I have two tables: 'places', 'reviews'

'places':
- id, int(10), unsigned, auto_increment, PRIMARY
- name, varchar(255)
- address, text

'reviews':
- id, int(10), INDEX
- comment, text

Each row has a unique id in the 'places' table, where as in the 'reviews' table, there can be multiple rows with the same id.

What I'm trying to do is to query my 'places' table but to create a new column called reviews that has the count of how many rows in the 'reviews' table matches the id in a given row in the 'places' table.

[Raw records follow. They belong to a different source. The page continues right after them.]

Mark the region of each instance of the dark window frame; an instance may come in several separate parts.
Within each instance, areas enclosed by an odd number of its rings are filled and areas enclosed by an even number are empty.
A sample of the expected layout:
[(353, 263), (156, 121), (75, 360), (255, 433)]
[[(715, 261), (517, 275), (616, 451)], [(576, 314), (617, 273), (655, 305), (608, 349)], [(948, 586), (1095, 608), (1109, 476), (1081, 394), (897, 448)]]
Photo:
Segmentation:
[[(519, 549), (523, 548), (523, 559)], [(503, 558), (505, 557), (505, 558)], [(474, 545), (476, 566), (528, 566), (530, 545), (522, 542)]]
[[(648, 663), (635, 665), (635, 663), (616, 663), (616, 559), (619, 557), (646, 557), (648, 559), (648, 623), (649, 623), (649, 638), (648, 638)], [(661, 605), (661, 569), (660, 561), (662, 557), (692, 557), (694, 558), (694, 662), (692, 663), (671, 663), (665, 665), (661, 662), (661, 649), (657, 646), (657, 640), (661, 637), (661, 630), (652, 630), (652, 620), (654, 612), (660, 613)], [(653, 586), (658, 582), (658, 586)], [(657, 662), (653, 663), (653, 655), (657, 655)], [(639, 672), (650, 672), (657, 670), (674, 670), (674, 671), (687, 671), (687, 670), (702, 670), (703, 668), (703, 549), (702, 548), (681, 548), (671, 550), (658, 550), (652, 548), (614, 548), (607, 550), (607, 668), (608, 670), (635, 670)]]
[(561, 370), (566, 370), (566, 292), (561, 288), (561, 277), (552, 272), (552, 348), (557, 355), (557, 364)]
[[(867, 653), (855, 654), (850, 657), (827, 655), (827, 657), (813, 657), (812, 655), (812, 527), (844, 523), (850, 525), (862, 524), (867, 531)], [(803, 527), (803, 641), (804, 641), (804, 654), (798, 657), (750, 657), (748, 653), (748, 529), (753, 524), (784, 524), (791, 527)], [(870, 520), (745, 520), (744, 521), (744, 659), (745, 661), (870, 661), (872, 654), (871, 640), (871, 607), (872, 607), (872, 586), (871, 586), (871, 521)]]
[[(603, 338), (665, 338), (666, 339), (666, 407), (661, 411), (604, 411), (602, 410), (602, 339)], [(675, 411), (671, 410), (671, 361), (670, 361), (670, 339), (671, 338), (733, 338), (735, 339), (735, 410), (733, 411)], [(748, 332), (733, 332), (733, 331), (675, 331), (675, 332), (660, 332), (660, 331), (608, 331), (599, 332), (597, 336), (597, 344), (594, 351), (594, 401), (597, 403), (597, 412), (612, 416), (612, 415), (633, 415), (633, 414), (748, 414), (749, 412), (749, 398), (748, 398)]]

My current query looks like this:

"SELECT * FROM places"

Any help is greatly appreciated.

 

ocon




msg:4356798
 7:18 pm on Aug 30, 2011 (gmt 0)

Let me add that when I try something like the following query it only outputs one row and doesn't give me a count, though it does seem closer to the right answer than my basic query above:

"SELECT *, COUNT(reviews.id) AS review_count FROM places, reviews WHERE places.id = reviews.id"

Dijkgraaf




msg:4356872
 9:52 pm on Aug 30, 2011 (gmt 0)

Something like

select places.id, places.name, places,address, (select count(1) from reviews where reviews.id = places.id) as review_count
from places

You could have gone further with your select

SELECT *, COUNT(reviews.id) AS review_count FROM places, reviews WHERE places.id = reviews.id

by changing it to the below.

"SELECT places.id, places.name, places.address, COUNT(reviews.id) AS review_count FROM places, reviews WHERE places.id = reviews.id"
GROUP BY places.id, places.name, places.address

Hopefully I have the syntax correct as I haven't run them ;-)

ocon




msg:4356897
 10:44 pm on Aug 30, 2011 (gmt 0)

Thank you, that was incredibly helpful and worked great. I used your first recommendation.

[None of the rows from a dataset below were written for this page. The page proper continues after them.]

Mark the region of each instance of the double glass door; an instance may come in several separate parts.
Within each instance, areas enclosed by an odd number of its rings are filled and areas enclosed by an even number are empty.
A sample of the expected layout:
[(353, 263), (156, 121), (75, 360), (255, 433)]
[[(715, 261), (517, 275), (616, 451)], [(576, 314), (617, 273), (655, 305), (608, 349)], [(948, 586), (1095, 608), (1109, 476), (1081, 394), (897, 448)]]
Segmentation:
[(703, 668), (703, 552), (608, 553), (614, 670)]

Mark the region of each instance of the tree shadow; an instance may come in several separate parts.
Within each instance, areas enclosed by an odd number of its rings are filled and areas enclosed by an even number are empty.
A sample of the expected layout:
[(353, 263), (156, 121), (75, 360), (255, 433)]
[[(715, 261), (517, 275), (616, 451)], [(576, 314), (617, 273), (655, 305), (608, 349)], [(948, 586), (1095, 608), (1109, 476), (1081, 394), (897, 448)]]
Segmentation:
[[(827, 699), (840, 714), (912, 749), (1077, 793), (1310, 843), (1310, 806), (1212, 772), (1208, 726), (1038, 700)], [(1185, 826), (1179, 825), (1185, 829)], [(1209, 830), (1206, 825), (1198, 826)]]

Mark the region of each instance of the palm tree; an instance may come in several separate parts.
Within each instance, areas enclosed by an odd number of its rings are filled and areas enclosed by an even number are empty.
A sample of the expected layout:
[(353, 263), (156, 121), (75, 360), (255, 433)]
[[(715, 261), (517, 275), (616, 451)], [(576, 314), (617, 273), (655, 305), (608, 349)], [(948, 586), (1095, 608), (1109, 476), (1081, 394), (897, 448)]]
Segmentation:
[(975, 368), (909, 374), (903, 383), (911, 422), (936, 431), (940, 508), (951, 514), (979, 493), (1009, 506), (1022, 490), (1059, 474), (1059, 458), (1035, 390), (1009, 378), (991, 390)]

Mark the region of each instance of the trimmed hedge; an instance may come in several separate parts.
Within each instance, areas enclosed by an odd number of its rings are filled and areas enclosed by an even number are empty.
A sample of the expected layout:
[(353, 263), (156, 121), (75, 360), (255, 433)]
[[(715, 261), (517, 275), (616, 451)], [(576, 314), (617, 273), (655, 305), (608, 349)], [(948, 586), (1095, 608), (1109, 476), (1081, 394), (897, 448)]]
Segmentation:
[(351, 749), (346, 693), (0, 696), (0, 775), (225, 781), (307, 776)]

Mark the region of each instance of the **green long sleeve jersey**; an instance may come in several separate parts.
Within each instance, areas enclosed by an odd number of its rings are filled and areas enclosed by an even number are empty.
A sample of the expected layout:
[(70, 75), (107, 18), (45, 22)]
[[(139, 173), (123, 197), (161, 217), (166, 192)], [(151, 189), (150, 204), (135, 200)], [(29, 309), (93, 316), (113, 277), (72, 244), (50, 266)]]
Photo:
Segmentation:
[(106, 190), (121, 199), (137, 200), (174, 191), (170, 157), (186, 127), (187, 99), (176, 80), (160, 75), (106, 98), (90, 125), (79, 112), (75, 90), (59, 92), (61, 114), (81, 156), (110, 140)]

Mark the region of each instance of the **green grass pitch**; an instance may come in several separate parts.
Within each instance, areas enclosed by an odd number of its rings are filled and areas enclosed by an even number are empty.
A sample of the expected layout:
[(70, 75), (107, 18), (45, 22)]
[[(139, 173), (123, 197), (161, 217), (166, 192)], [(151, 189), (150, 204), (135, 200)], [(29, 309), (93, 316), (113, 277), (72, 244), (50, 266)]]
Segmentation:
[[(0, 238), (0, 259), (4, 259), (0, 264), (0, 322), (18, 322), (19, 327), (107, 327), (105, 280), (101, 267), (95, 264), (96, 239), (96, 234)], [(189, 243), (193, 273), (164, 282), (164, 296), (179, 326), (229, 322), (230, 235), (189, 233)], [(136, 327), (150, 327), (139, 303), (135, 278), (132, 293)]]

My only question is I don't understand the count(1) part. Is that because the id is the first column in the reviews table?

Dijkgraaf




msg:4356910
 11:47 pm on Aug 30, 2011 (gmt 0)

You could put either count(1) or count(*) it doesn't make much of a difference (none in the results), but there is some debate about performance of one versus the other. Do a search on count(1) and you will find various pages either saying one or the other is better or that they are both the same.

The count(1) just says count the number rows based on a pseudo column with he value 1.

penders




msg:4357053
 10:39 am on Aug 31, 2011 (gmt 0)

Just a curiosity... do you not have a primary key on your reviews table?